In addition to the unexpected centrality of Nietzsche, I want to note in passing that, when this book was written, Gilles Deleuze and Felix Guattari's Anti-Oedipus (1972) was still a relatively recent and controversial work, and it is interesting to me that Jameson describes their argument as "very much in the spirit of the present work, for the concern of its authors is to reassert the specificity of the political content of everyday life and of individual fantasy-experience and to reclaim it from that reduction to the merely subjective" which Jameson identified as a feature of both the American psychiatric establishment and the French political scene (6). I like this even-handed and serious consideration of the Deleuzean conception of narrative as a socially symbolic act or system.

So, to summarise these points, some of the positive claims that animate The Political Unconscious are: the Marxist semantic horizons of chapter 1; the move from criticising the ideology of a text to extracting its Utopian vision of the future, pace Bloch, in the conclusion; the politicised ressentiment that unifies the central case studies, and the corresponding political engagement with Nietzsche; the Greimas semiotic rectangle as paradigmatically expressive of the political unconscious; and a generally Deleuzo-Guattarian commitment to "the construction of some new and more adequate, immanent or antitranscendent hermeneutic model" which will not compete with other critical methods so much as position itself as their "horizon," as an analytic perspective on the very intelligibility of different and conflicting interpretive methods in general (7, x).
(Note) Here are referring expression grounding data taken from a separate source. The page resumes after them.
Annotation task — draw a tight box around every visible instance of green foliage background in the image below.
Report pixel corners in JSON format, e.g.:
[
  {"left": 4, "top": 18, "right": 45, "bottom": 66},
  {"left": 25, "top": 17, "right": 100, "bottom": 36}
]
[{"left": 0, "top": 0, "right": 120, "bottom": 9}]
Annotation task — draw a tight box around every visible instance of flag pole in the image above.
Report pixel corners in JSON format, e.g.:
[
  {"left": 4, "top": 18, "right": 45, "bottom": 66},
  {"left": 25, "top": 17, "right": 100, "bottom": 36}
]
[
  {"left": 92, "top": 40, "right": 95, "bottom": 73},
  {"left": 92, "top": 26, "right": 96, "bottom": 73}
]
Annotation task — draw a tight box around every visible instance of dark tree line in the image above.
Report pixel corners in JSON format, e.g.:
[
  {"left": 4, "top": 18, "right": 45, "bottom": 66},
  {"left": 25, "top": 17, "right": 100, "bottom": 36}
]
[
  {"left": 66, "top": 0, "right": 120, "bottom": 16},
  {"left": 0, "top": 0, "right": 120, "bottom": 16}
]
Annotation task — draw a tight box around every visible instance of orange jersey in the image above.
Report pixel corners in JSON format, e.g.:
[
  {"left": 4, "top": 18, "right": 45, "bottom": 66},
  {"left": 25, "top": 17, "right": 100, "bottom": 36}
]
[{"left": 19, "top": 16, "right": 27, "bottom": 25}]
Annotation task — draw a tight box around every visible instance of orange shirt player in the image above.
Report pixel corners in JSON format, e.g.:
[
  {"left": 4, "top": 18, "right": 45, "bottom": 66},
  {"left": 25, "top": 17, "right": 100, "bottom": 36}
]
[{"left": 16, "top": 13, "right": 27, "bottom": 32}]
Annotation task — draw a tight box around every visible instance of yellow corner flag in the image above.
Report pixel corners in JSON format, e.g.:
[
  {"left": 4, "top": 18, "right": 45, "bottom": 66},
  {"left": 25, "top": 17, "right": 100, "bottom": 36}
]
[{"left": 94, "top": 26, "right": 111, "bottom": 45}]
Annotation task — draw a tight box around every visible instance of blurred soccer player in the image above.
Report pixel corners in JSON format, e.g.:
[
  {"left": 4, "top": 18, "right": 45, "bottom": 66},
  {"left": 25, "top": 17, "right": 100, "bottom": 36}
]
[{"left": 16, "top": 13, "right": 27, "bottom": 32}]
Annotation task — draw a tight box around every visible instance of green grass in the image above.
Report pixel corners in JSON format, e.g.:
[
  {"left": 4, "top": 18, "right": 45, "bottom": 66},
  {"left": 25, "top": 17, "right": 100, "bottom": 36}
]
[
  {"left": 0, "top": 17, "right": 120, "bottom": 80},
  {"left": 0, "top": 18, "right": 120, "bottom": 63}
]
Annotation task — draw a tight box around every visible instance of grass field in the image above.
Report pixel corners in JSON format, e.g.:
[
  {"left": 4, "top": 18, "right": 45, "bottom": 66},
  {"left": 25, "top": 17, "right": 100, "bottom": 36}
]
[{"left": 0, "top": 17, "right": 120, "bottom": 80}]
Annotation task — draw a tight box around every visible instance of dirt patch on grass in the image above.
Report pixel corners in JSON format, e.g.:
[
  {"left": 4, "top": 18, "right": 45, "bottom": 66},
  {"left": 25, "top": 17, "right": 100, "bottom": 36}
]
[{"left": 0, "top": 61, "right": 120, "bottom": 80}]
I have some doubts about whether all these ideas hang together perfectly in this volume, but, to return to a reading that positions The Political Unconscious as a potential riposte to certain strains of the post-critical turn, it is its final pages which are the most important, because Jameson there reminds us that Marxism earns its place as the horizon of interpretive practice generally conceived because of its modest self-abnegating subservience to actual political praxis, which is the only real post-critique.